There are many more lessons but these are all I can think of for now.

Haha I know I sound like I'm regretting lots of things but I am actually very glad and thankful I am here (minus those annoying people and moments sometimes LOL).

I am thankful because I got to know some really nice and genuine people like Sew Heang, Yasohtha, Lih Yin, Janice, Zeno and Mr Hunt. I really treasure them cos they're simple and sincere people, unlike the many many two-faced bitches and bastards out there who always want to step on you.

I am thankful because I learn to appreciate the small and simple things in everyday life, and can see more clearly how blessed I am.
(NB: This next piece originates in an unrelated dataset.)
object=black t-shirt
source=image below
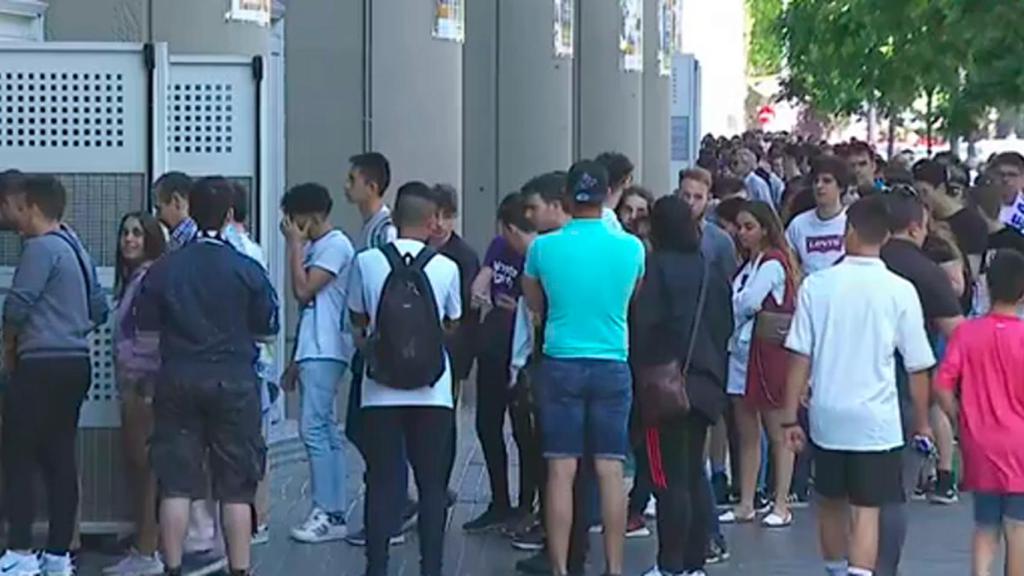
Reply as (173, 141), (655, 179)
(945, 208), (988, 255)
(882, 239), (963, 323)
I am thankful because I am studying what deemed to others as a very good and professional course though I beg to differ in the case of the lecturers. LOL. I still think that so far only En Nik fits the 'lecturer' title. I'm not saying that just cos I like him ok.

I am thankful because I can live more comfortably financial wise since I got PTPTN and tuition fee is very cheap compared to elsewhere. Besides, the benefactors (read: parents and sisters) have been very generous. Hooray to more allowance!

So in conclusion, be careful of what you pray for. ROFLMAO!

No no, what I actually mean is that even though what we pray for is not answered (you think) doesn't mean that God is not answering. Maybe yes in certain cases but most of the time we should look at our surroundings to really realise that God IS actually answering us. Just not the kind of answer we expect but in God's own special way.

Okay I think I'm just gonna stop here. It's been a really long post eh.